When one book feels so riveting that you forget about all your household chores, follow-up assignments, and commitments and fully devote your time to complete the book in one go without any care whatsoever, that book is called unputdownable or simply Unputdownable. You can’t put the book down, even if your whole system is dead set against reading further. Your mind will tell you to shut down, while your heart will tell you to go on.

Have you ever experienced this literary thrill? For the Author, the alchemist is the epitome of Unputdownable.

Several best-sellers like Sleeping Beauties, Origin, Harry Potter and the Deathly Hallows, The Naturalist, The Glass Castle: A Memoir, Grant, Still Me, To Kill a Mockingbird, and The Kite Runner come under the tag of Unputdownable. Depending on taste and literary preferences, the same book can be perceived as Unputdownable by some readers or less gripping by others.

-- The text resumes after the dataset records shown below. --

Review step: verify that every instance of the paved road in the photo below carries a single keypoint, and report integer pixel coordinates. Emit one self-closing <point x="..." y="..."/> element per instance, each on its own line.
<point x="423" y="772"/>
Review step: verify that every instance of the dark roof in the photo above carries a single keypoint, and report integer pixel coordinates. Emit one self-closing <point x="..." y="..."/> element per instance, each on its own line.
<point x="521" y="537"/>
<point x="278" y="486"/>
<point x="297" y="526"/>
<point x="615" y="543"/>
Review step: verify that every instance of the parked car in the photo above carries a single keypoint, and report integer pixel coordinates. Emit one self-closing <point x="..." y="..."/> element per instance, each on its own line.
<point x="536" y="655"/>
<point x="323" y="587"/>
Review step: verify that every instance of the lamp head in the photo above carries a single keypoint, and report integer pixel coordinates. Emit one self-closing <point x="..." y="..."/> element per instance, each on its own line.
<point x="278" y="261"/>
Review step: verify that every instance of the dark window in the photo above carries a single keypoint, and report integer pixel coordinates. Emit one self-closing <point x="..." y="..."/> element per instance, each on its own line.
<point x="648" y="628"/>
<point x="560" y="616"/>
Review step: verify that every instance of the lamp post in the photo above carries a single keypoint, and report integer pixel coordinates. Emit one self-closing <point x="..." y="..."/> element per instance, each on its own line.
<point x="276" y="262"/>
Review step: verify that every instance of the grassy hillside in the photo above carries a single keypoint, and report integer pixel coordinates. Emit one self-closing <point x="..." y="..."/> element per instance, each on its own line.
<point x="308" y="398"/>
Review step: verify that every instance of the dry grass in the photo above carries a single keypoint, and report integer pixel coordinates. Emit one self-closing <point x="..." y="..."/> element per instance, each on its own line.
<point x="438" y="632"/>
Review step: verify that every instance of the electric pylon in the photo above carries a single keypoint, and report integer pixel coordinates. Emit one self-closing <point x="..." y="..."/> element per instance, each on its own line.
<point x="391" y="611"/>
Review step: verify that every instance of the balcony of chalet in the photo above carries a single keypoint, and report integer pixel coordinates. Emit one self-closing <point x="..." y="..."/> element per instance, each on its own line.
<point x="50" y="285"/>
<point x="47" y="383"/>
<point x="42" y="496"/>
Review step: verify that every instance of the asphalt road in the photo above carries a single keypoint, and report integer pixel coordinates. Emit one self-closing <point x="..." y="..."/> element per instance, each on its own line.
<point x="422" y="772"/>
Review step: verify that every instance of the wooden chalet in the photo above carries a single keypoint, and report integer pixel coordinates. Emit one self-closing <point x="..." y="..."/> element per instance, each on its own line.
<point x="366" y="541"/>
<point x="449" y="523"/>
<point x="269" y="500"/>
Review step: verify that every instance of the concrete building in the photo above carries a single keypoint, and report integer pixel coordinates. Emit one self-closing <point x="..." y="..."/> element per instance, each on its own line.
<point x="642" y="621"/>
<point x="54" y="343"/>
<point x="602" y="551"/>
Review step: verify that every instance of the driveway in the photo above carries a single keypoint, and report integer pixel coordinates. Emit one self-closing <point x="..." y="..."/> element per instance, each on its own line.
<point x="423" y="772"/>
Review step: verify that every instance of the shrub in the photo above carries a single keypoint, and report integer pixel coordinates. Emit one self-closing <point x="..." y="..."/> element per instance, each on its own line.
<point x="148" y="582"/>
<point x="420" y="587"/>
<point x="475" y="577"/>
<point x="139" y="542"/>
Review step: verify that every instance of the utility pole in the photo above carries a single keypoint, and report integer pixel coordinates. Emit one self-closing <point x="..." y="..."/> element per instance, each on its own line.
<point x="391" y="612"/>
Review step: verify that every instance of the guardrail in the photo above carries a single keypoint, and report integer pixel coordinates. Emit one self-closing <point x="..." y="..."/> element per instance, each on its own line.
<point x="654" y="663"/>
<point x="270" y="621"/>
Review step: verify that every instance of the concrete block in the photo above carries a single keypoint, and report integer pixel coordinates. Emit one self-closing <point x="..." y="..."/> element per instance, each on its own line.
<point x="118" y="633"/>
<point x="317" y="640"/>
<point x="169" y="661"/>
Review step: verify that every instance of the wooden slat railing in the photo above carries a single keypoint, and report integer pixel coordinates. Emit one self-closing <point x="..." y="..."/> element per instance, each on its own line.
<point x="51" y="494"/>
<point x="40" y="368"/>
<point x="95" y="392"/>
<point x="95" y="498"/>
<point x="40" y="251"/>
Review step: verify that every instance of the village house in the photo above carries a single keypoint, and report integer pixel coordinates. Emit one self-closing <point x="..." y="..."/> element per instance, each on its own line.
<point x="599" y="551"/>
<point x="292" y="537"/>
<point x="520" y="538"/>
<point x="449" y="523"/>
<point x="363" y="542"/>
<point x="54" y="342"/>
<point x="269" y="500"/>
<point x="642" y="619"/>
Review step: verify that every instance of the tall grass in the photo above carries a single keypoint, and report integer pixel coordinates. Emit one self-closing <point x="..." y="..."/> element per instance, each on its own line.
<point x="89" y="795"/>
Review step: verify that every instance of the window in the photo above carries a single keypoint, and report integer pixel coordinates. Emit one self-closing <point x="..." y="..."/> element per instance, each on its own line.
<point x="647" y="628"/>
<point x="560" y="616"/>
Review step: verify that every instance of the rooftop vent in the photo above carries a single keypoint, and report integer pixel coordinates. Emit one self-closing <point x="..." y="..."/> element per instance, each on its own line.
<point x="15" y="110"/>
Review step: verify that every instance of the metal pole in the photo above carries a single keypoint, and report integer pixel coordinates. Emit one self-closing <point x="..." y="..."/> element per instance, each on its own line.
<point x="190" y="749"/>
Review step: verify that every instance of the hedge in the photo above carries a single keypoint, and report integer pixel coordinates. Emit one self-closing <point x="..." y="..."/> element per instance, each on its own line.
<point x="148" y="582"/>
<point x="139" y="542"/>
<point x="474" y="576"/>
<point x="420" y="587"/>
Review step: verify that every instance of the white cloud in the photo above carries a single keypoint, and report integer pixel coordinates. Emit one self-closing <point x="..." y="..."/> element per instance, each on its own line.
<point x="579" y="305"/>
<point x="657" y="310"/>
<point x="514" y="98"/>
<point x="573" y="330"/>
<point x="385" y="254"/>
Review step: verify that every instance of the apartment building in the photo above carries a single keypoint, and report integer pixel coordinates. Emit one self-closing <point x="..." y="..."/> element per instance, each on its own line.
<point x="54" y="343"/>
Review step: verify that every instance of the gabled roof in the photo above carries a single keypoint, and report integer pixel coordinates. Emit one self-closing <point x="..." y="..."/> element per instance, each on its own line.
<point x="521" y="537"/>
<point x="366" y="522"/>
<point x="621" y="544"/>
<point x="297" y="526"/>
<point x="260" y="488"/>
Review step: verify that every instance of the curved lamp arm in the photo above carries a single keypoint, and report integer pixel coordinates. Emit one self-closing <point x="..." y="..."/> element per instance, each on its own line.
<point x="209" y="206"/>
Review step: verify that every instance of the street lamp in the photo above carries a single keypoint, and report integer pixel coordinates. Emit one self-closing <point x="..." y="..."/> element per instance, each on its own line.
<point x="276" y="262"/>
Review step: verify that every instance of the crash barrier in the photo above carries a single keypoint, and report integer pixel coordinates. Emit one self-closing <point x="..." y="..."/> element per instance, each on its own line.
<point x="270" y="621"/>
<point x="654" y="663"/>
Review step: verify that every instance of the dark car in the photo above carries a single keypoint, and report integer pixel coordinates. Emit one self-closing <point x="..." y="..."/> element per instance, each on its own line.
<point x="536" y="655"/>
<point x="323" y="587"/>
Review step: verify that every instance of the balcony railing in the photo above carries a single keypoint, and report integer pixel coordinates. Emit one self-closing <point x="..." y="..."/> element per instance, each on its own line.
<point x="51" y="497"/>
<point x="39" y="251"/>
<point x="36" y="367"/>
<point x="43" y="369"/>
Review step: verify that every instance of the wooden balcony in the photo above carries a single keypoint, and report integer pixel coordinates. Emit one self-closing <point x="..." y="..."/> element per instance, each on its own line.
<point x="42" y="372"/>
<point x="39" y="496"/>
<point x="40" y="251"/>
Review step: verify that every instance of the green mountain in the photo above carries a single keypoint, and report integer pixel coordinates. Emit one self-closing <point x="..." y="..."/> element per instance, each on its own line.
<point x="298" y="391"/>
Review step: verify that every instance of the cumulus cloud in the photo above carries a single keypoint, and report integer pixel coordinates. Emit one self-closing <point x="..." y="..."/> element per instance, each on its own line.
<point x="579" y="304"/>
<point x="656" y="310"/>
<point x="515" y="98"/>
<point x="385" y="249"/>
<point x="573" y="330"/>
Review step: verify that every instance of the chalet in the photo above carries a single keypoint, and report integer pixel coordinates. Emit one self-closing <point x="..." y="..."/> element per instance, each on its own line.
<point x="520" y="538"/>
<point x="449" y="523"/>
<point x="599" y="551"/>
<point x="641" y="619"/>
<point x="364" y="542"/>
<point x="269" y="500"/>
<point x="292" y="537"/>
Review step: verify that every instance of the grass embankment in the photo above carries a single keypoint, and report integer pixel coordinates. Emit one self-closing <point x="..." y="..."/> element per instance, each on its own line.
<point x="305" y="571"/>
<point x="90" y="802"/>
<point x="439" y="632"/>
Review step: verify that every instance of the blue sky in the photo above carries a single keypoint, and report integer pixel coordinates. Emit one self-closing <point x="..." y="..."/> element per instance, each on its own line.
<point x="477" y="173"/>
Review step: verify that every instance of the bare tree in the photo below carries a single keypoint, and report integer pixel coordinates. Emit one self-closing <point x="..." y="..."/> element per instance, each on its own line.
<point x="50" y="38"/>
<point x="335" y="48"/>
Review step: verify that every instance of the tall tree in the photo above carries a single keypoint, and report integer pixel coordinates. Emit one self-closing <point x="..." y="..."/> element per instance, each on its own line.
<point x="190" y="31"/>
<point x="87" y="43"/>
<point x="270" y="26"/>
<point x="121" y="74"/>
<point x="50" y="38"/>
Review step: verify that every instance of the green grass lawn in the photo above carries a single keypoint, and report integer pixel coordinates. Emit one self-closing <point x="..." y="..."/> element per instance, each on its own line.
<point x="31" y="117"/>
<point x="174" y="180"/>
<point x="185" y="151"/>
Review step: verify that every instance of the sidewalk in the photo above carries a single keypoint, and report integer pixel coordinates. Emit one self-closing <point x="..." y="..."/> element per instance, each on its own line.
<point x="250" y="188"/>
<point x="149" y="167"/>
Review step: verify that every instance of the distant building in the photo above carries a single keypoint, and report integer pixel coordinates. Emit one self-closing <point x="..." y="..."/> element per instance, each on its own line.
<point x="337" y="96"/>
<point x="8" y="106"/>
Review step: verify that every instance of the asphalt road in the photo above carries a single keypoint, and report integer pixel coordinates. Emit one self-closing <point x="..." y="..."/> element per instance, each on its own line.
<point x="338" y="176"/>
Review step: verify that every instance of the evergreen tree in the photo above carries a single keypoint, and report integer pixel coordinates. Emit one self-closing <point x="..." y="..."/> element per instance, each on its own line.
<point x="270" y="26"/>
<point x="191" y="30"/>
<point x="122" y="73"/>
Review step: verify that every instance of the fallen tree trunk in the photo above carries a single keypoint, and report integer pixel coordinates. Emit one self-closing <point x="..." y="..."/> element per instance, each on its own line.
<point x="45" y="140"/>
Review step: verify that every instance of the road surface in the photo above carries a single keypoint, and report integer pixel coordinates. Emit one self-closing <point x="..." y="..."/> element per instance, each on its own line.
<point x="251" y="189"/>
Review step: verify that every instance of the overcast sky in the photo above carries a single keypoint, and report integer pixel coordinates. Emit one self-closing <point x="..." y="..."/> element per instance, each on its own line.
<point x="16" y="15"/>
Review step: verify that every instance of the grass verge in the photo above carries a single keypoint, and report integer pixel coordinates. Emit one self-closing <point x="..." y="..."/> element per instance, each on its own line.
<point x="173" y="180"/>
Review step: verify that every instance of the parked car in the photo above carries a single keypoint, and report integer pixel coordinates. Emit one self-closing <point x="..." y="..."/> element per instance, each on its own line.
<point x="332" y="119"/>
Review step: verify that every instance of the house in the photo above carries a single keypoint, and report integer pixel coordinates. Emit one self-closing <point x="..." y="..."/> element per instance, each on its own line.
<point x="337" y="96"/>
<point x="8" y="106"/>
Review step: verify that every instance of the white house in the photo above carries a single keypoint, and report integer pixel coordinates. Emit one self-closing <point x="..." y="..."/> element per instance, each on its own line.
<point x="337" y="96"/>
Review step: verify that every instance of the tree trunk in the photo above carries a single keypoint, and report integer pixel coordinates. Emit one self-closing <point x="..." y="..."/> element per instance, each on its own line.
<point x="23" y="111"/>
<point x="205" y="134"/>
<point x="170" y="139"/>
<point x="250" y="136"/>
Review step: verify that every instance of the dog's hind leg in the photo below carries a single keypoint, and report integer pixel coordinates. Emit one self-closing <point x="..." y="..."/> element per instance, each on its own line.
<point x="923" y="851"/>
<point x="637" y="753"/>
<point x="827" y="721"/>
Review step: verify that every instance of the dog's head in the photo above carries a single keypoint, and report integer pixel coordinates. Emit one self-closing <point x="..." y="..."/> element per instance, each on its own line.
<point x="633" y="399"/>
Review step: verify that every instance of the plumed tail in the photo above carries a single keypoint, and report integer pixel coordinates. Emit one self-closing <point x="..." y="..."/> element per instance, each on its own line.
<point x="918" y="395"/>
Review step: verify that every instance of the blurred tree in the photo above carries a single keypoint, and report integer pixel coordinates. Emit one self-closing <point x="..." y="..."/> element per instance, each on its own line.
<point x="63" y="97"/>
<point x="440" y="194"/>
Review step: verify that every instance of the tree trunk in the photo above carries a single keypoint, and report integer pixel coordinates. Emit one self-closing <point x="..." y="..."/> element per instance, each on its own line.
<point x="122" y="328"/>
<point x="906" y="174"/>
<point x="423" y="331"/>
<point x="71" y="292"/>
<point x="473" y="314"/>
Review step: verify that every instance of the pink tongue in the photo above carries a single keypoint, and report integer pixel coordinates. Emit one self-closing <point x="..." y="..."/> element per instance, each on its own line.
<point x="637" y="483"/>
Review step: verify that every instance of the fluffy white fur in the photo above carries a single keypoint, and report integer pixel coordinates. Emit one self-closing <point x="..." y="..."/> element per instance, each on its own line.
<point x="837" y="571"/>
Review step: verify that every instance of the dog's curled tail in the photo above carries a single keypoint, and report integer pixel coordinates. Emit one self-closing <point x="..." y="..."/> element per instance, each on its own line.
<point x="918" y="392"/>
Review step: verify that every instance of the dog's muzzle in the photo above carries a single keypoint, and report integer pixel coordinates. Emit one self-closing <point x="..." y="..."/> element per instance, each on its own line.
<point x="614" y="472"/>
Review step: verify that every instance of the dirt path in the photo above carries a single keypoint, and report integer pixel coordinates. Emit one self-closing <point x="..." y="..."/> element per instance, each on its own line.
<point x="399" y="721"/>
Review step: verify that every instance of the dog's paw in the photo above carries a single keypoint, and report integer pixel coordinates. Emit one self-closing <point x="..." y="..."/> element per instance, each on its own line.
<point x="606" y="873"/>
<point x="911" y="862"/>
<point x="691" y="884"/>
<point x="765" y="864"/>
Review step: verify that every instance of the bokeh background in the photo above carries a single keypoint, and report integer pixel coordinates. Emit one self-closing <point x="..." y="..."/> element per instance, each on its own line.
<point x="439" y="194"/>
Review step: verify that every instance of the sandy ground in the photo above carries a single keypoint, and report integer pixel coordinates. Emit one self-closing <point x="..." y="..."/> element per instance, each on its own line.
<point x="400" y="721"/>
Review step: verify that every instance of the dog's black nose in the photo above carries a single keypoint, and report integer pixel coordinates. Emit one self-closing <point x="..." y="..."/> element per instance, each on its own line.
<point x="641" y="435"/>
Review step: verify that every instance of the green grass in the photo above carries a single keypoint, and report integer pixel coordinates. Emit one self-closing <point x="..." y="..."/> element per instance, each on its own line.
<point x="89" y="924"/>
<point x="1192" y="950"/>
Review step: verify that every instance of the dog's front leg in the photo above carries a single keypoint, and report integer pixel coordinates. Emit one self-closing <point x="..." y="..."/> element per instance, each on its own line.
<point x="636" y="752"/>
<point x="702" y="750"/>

Biblically, the word “unputdownable ” is comparatively recent. According to Merriam-Webster, its first known use was in 1947, and the earliest example in the Oxford English Dictionary dates to that year. However, a historical Google Books search unearths some earlier models, including one from an 1842 edition of the London Medical Gazette. Numerous instances of the word’s use can also be found in the Indian context, where the term referred to invincibility or unbeatability.

The word “Unputdownable” can be used as an adjective for books and spirits. It can also refer to athletes with a never-quit attitude. For example, the undying, unstoppable spirit of the drowning old man in the flood compels him to fight against all odds to survive.

One can argue that the word ‘unputdownable’ aptly describes gripping movies and web series because binge-watching and movie-watching are often done in a single sitting. But sadly, that’s not the case at all.

For many, puzzle-solving can be categorized as Unputdownable. Unputdownable is typically used to describe books, not other types of media. In literature, it is not intended to read a book in a single sitting, or even in two, whereas movies are meant for a single viewing.

According to neuroscience, the cerebral cortex primarily governs higher brain functions, including sensation, voluntary movement, thought, reasoning, and memory. When we concentrate intensely on completing an Unputdownable book, a spark occurs in the cerebral hemisphere, allowing us to focus all our attention on one task and function more effectively.

We lose ourselves in books; we find ourselves there, too. Upon reading any Unputdownable book, the bibliomaniac gets close to salvation.

Literature can become barren and boring without one or many Unputdownable books every decade. Therefore, every budding writer should focus on touching the reader’s innermost feelings so the reader can visualize it as if it were happening to them.

As Scottish activist and writer Sara Sheridan very aptly said, “I am a storyteller, not a historian, and it’s my ambition to create something compelling—something Unputdownable and riveting—that chimes with real history but is, in fact, fiction.”